Vico Magistretti (1920-2006)

For over 50 years, Vico Magistretti represented the rational face of post-war design, seeking timeless solutions to technical and formal problems. Based his whole life in Milan, he consistently produced designs that are as startling, spontaneous and original as they are logical and elegant. After studying at Polytechnic University of Milan, Magistretti worked as an architect in his father’s company and began his career as a designer by creating low-cost furniture for the inexpensive apartments built to house the homeless during World War II.


Magistretti designs were simple, portable and practical – qualities that were to appear again and again in his work during the 1950s. In 1959, he was commissioned to design furnishings for the Golf Club Carimate clubhouse. The chair designed for Cassina as part of this project changed the course of his career. The Carimate chair was soon a familiar sight in restaurants and cafés throughout Italy and the rest of Europe.


From the early 1960s on, Magistretti devoted his talents to furniture and lighting design for companies including Cassina, Artemide and Oluce. His furniture was comfortable and informal, colorful and playful. As with the work of Marco Zanuso and Joe Colombo, Magistretti’s experiments with plastic changed consumers’ perception of the material.
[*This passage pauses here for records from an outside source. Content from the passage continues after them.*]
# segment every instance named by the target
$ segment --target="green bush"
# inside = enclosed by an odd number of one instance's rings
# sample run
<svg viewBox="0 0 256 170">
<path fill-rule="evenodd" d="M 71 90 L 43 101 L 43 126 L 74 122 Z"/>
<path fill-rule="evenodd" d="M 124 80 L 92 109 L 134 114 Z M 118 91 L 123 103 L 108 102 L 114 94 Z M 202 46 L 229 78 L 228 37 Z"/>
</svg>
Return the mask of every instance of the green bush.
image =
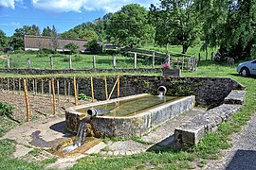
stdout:
<svg viewBox="0 0 256 170">
<path fill-rule="evenodd" d="M 12 110 L 15 108 L 11 106 L 9 103 L 6 102 L 0 102 L 0 116 L 11 116 L 12 115 Z"/>
<path fill-rule="evenodd" d="M 99 44 L 97 40 L 91 40 L 84 45 L 88 51 L 91 51 L 92 54 L 97 54 L 99 52 Z"/>
<path fill-rule="evenodd" d="M 81 61 L 82 60 L 82 56 L 79 56 L 79 55 L 75 55 L 75 56 L 72 57 L 72 61 L 73 62 Z M 69 62 L 69 56 L 65 56 L 64 58 L 63 61 Z"/>
<path fill-rule="evenodd" d="M 54 51 L 52 49 L 48 49 L 48 48 L 43 48 L 42 50 L 40 50 L 40 53 L 44 53 L 44 54 L 55 54 L 56 51 Z"/>
<path fill-rule="evenodd" d="M 84 94 L 78 94 L 78 99 L 79 100 L 88 100 L 88 97 Z"/>
<path fill-rule="evenodd" d="M 79 55 L 75 55 L 72 58 L 72 61 L 74 61 L 74 62 L 81 61 L 82 60 L 82 56 L 79 56 Z"/>
</svg>

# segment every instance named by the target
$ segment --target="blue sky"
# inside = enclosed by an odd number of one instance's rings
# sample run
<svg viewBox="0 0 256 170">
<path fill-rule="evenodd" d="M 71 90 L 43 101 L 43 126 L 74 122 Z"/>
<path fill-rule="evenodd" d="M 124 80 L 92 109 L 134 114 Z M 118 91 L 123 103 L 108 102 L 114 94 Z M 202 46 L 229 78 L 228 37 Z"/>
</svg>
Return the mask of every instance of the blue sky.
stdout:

Once dismissed as cheap and flimsy, it became thought of as stylish and sophisticated. The Selene chair (1969) was a simple design in sturdy ABS plastic with an S-shaped curve in the leg that strengthened its structure. It was produced by Artemide in bold, bright colors and rapidly enjoyed international success.


Magistretti was, above all, a designer of great integrity and humanity. His elegant design solutions were always realized in the light of technological, economic and other practical concerns. Throughout his career, he was an ambassador for design that does not perpetuate the “throwaway” consumer culture.